Rural poverty has been, and continues to be, a dire issue in need of fixing. But as Congress begins to piece together the 2018 farm bill, it is important to disabuse policymakers of the notion that farm subsidies are a silver bullet in the fight against rural poverty. In a new policy brief, R Street Institute Policy Counsel Clark Packard demonstrates why farm subsidies fail to help rural farmers—and can even exacerbate the poverty problem.

In 2014, the poverty rate in what the U.S. Census Bureau defines as nonmetro areas was 16.6 percent. But as Packard notes, only about 6 percent of workers in nonmetro areas are employed on farms. Most farmworkers actually work in metropolitan areas, not rural counties and the current farm safety net primarily benefits large agribusinesses, not small family farms.

“No one denies there are some legitimate causes for concern among struggling rural farmers,” notes Packard. “Agricultural prices, for instance, have dropped in recent years. But while the United States remains the largest exporter of agricultural products in the world, it is also true that U.S. farmers and ranchers lack preferential or tariff-free market access in certain major countries into which they could sell their products. Frankly, the one true way to benefit American farmers and ranchers is to expand their ability to sell products abroad.”

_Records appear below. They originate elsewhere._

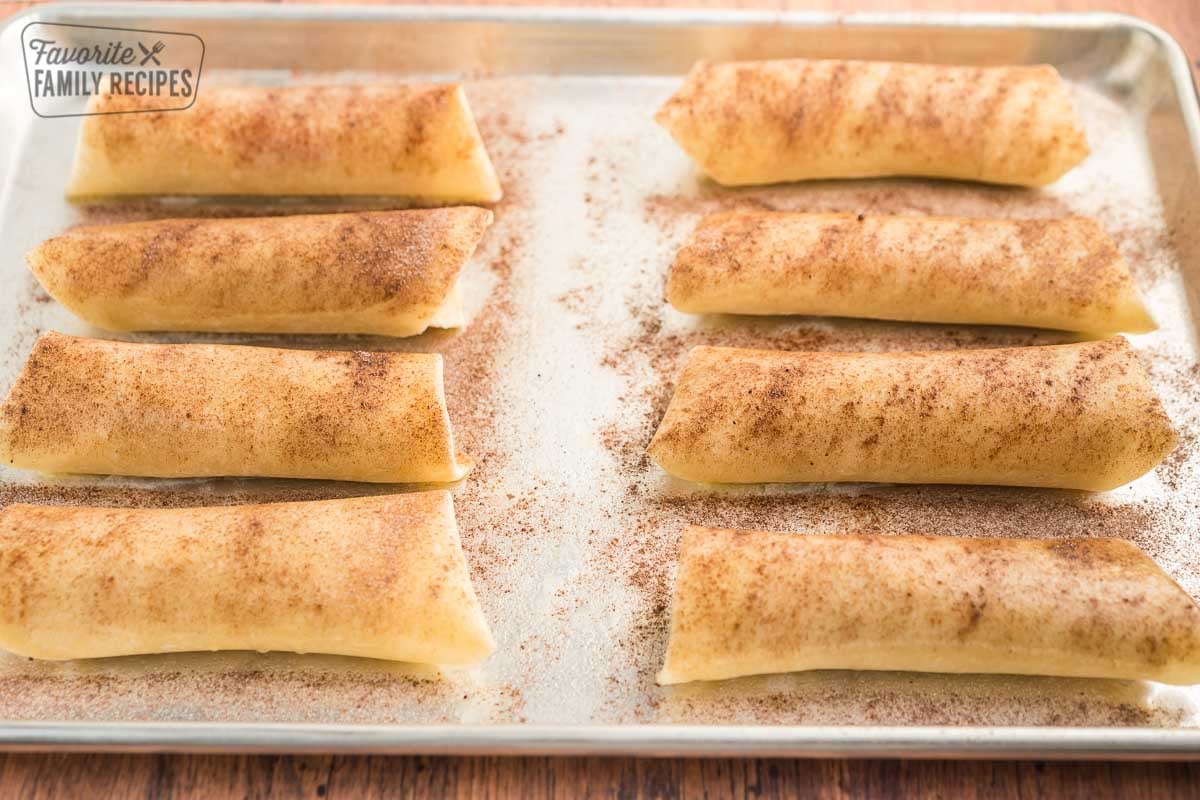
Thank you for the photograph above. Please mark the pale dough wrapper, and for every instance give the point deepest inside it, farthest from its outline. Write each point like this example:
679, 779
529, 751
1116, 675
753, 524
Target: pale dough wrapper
1059, 274
751, 602
179, 410
769, 121
381, 577
377, 139
1078, 416
384, 272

To expand global markets to whom rural farmers could sell their goods, Packard proposes the United States jump-start the World Trade Organization’s Doha Development Round, which was stalled over the United States’ tepid offers to cut domestic agricultural subsidies. He also recommends the nation rejoin the Trans-Pacific Partnership and take withdrawal from the North American Free Trade Agreement off the table.